Let’s Talk About China

Lalita Durbha, Reporter

Recently, a handful of Instagram posts and rising discussions has brought about a conversation about what is going on in China. Now, like many others, I had not heard a single thing on the news channels about anything happening. To keep it simple, I was lost in a discussion all of social media seemed to be in on. Research had to be done.
To give some background, Islam is a religion that has been practiced since the 7th Century CE, originating in Saudi Arabia. With around two billion followers of Islam, Muslims today live all over the world. A majority of Muslims live in the Asian-Pacific area, namely Indonesia and India. Additionally, subgroups such as Uighurs and Kazakhs exist within the religion.
China has recently been receiving a lot of backlash for sending Muslim minorities, Uighurs and Kazakhs, to “re-education camps.” This recent surge of backlash was due to the publishing of leaked documents by the New York Times. These articles, or the Xinjiang Papers (named for the northwestern region of China in which the camps are held), contained evidence of the detention of Muslim minorities.

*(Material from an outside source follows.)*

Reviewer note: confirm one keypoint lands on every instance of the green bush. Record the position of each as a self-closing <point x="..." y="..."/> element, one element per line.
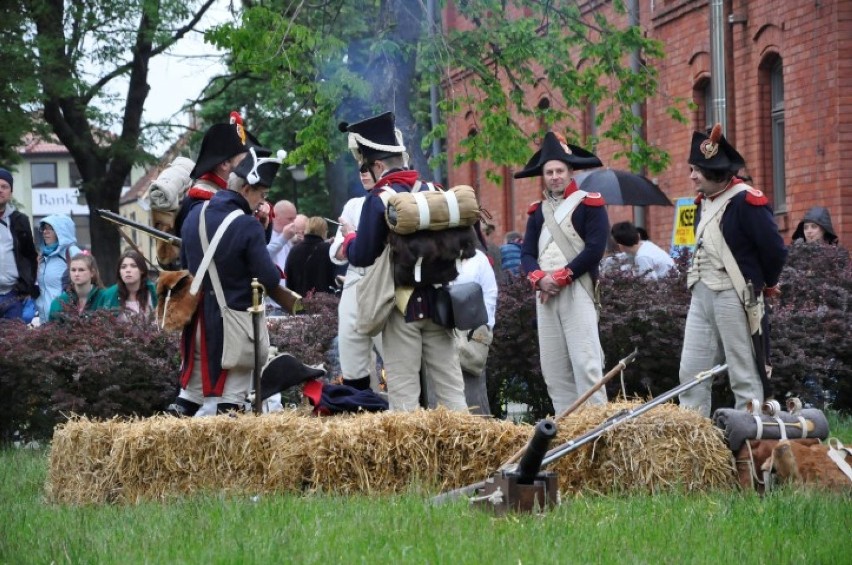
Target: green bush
<point x="98" y="366"/>
<point x="811" y="344"/>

The documentation revealed that heightened discrimination towards Muslims, as well as Turkish speaking people, began in 2016. Xi Jinping, the General Secretary of the Chinese Communist Party, had decided to take action in order to rid the country of the “virus of religious extremism.”
Things started to heat up when around 350,000 Chinese Muslims were detained or arrested in August of that same year, with charges against practicing their religion. Many have lost their families and friends overnight with little to no explanation of what has happened.

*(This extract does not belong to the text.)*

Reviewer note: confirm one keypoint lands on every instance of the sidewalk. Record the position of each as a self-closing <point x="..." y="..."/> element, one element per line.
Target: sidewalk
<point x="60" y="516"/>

The Chinese government has been denying allegations, tweeting and publicizing that the re-education camps are in fact just that: camps for re-education. The Chinese media has taken the story by storm, presenting their viewpoints in an attempt to cover up the truth. The media of the United States, on the other hand, has received backlash for criticizing the Chinese government.
Detainment. Cover-ups. Leaked files.
It’s a mess. Get the word out.

Millward, J. A. (2019, November 20). Between the Lines of the Xinjiang Papers. Retrieved from https://www.nytimes.com/2019/11/20/opinion/china-xinjiang-documents.html.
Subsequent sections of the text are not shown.